Zillow Offers Goes Up In Smoke

Zillow is closing down its iBuying arm, Zillow Offers, citing “unpredictability in forecasting home prices.”

Zillow had previously announced it would not buy more homes in 2021, and instead turn its focus to renovating and selling its backstock of inventory.

“We’re operating within a labor and supply-constrained economy inside a competitive real estate market, especially in the construction, renovation and closing spaces,” Chief Operating Officer Jeremy Wacksman said of the move. “We have not been exempted from these market and capacity issues.”

But Zillow CEO Rich Barton later acknowledged Zillow’s failure was its inability to predict home-price appreciation. Now, two weeks later, it is shuttering altogether. The company dropped the news as part of its third-quarter earnings report.
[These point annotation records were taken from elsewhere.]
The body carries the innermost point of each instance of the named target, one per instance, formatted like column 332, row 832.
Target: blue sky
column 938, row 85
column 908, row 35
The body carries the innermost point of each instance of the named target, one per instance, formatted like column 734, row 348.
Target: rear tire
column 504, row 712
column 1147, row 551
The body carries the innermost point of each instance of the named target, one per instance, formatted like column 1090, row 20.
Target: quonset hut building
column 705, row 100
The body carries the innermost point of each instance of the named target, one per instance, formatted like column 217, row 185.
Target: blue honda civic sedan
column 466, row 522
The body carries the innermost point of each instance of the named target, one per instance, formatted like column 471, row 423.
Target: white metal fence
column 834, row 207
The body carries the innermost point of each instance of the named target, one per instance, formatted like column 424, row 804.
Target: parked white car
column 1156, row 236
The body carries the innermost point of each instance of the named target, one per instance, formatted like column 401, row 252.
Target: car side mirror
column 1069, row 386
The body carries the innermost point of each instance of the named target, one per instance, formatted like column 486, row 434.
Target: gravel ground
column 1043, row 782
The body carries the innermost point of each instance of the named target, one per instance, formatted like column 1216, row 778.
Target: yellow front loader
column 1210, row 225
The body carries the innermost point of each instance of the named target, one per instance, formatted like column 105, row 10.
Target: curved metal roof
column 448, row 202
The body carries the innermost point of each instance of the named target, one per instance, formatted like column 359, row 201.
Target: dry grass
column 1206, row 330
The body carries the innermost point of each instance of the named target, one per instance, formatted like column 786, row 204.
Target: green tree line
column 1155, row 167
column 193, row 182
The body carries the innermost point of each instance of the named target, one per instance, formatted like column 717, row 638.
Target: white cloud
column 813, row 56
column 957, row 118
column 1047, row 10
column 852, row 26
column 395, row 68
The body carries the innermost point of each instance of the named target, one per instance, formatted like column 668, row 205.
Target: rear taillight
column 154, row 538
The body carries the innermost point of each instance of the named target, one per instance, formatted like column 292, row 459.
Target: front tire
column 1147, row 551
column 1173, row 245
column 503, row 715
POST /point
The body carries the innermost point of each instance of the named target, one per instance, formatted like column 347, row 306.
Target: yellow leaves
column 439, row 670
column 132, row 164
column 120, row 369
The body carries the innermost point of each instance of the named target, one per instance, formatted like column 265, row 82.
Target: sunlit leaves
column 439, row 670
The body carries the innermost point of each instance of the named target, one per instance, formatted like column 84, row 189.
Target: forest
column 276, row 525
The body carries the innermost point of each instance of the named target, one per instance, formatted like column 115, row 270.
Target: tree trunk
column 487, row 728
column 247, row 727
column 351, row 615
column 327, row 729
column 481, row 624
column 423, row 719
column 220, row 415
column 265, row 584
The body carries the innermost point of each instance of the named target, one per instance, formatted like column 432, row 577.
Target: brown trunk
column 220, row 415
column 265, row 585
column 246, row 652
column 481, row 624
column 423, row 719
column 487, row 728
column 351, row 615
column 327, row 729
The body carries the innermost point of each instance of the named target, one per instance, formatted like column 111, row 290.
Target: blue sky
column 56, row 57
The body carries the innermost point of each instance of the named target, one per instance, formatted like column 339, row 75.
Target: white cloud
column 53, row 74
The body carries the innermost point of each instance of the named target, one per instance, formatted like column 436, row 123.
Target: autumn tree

Zillow Offers lost $381 million last quarter, with a total loss of $169 million across the company.

“We’ve determined the unpredictability in forecasting home prices far exceeds what we anticipated,” Barton said in the release. “Continuing to scale Zillow Offers would result in too much earnings and balance-sheet volatility.”

Offers will be closed for “several quarters,” during which time Zillow will lay off 25% of its employees, the company said.

The prevailing view is that Zillow has mismanaged its home-flipping arm. Zillow Offers’ competitor OpenDoor Technology said it is still operating with no delays, even though it purchased 4,689 more homes in Q2 than Zillow and is active in 44 markets, compared to Zillow’s 25.

However, there is evidence that iBuying is risky for any company. In an analysis, Mike DelPrete, a scholar at the University of Colorado Boulder who studies the iBuyer market, said iBuying companies have been running with a “free-for-all, acquire at any cost” homebuying strategy. His research shows profit margins are narrow, with OpenDoor losing $144 million in the last quarter.

Zillow still has inventory to sell, including 9,800 homes across the U.S. and another 8,200 under contract. The company said it expects to lose between 5% and 7% on these homes.

Twitter is awash in posts featuring Zillow’s attempts at moving these properties. One user tweeted, “I got these emails from Zillow one day apart,” with photos of Zillow marketing emails advertising the same house with drastically different filters.

Another theme is the idea that Zillow bought up homes that it will now sell to bad actors, in line with theories that companies like Blackrock and other institutional investors are purposefully manipulating the housing market.